Lang R D, Wickenden C, Wynne J, Lucy J A
Biochem J. 1984 Mar 1;218(2):295-305. doi: 10.1042/bj2180295.
Human erythrocytes were fused by incubation with 0.5-2 mM-chlorpromazine hydrochloride at pH 6.8-7.6. Fusogenic preparations of chlorpromazine were cloudy suspensions of microdroplets, and below pH 6.8 chlorpromazine gave clear solutions that were inactive. Unlike control cells, the lateral mobility of the intramembranous particles of the PF-fracture face of chlorpromazine-treated cells was relatively unrestricted, since the particles were partly clustered at 37 degrees C and they exhibited extensive cold-induced clustering. Ca2+ stimulated fusion, but fusion was only very weakly inhibited by EGTA (10 mM) and by N-ethylmaleimide (50 mM); pretreatment of the cells with Tos-Lys-CH2Cl (7-amino-1-chloro-3-L-tosylamidoheptan-2-one) (7.5 mM) markedly inhibited fusion. Changes in the membrane proteins of erythrocytes fused by chlorpromazine, before and after treatment with chymotrypsin to remove band 3 protein, were investigated. The several observations made indicate that the Ca2+-insensitive component of fusion is associated with degradation of ankyrin (band 2.1 protein) to band 2.3-2.6 proteins and to smaller polypeptides by a serine proteinase that is inhibited by Tos-Lys-CH2Cl, and that the component of fusion inhibited by EGTA and N-ethylmaleimide is associated with degradation of band 3 protein to band 4.5 protein by a Ca2+-activated cysteine proteinase. Proteolysis of ankyrin appeared to be sufficient to permit the chlorpromazine-induced fusion of human erythrocytes, but fusion occurred more rapidly when band 3 protein was also degraded in the presence of Ca2+. Since other cells have structures comparable with the spectrin-actin skeleton of the erythrocyte membrane, the observations reported may be relevant to the initiation of naturally occurring fusion reactions in biomembranes. It is also suggested that, should polypeptides with fusogenic properties be produced from integral and skeletal membrane proteins by endogenous proteolysis, their formation would provide a general mechanism for the fusion of lipid bilayers in biomembrane fusion reactions.
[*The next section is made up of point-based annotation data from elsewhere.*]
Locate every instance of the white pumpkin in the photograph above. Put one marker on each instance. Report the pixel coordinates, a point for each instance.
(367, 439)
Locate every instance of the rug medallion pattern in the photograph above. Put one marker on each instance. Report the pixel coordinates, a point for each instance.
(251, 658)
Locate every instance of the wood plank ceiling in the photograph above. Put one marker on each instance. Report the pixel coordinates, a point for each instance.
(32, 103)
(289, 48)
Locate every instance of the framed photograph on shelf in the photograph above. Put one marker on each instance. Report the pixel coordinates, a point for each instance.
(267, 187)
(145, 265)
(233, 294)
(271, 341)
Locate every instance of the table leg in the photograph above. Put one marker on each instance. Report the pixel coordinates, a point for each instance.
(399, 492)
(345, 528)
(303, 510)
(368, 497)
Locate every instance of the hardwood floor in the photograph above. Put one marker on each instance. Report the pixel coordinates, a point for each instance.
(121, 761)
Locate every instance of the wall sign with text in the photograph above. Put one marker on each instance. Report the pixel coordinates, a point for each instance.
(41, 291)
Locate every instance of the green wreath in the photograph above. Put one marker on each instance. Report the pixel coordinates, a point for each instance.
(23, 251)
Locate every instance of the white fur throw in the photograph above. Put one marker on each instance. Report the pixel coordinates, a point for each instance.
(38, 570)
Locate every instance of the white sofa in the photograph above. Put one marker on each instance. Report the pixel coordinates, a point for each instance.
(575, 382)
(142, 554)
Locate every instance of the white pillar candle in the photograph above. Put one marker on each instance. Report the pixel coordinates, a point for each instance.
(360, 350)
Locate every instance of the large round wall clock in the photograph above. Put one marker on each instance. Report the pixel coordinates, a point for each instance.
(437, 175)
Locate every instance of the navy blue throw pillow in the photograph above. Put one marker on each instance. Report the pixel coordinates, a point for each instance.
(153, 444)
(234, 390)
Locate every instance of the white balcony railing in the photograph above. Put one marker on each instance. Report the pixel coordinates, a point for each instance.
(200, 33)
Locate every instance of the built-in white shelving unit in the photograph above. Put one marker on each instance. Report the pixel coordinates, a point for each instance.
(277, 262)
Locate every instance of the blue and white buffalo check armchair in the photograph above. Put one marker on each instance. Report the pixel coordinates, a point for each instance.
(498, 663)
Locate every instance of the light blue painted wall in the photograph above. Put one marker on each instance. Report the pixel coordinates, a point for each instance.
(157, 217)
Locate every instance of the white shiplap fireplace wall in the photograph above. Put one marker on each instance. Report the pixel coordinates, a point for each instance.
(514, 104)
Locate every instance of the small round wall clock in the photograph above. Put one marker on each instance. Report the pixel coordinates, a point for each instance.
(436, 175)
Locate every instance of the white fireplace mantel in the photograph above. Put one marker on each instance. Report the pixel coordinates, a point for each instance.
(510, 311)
将人红细胞与0.5 - 2 mM盐酸氯丙嗪在pH 6.8 - 7.6条件下孵育可使其发生融合。氯丙嗪的促融合制剂为微滴的浑浊悬浮液,在pH 6.8以下,氯丙嗪形成的是无活性的澄清溶液。与对照细胞不同,经氯丙嗪处理的细胞的PF - 断裂面膜内颗粒的侧向流动性相对不受限制,因为这些颗粒在37℃时部分聚集,并且它们表现出广泛的冷诱导聚集。Ca²⁺刺激融合,但EGTA(10 mM)和N - 乙基马来酰亚胺(50 mM)对融合的抑制作用非常微弱;用Tos - Lys - CH₂Cl(7 - 氨基 - 1 - 氯 - 3 - L - 甲苯磺酰氨基庚烷 - 2 - 酮)(7.5 mM)对细胞进行预处理可显著抑制融合。研究了用氯丙嗪融合的红细胞在用胰凝乳蛋白酶处理以去除带3蛋白前后膜蛋白的变化。所做的几项观察表明,融合的Ca²⁺不敏感成分与锚蛋白(带2.1蛋白)被一种被Tos - Lys - CH₂Cl抑制的丝氨酸蛋白酶降解为带2.3 - 2.6蛋白及更小的多肽有关,而被EGTA和N - 乙基马来酰亚胺抑制的融合成分与带3蛋白被一种Ca²⁺激活的半胱氨酸蛋白酶降解为带4.5蛋白有关。锚蛋白的蛋白水解似乎足以允许氯丙嗪诱导的人红细胞融合,但当在Ca²⁺存在下带3蛋白也被降解时,融合发生得更快。由于其他细胞具有与红细胞膜血影蛋白 - 肌动蛋白骨架相当的结构,所报道的观察结果可能与生物膜中自然发生的融合反应的起始有关。还提出,如果通过内源性蛋白水解从整合膜蛋白和骨架膜蛋白产生具有促融合特性的多肽,它们的形成将为生物膜融合反应中脂质双层的融合提供一种普遍机制。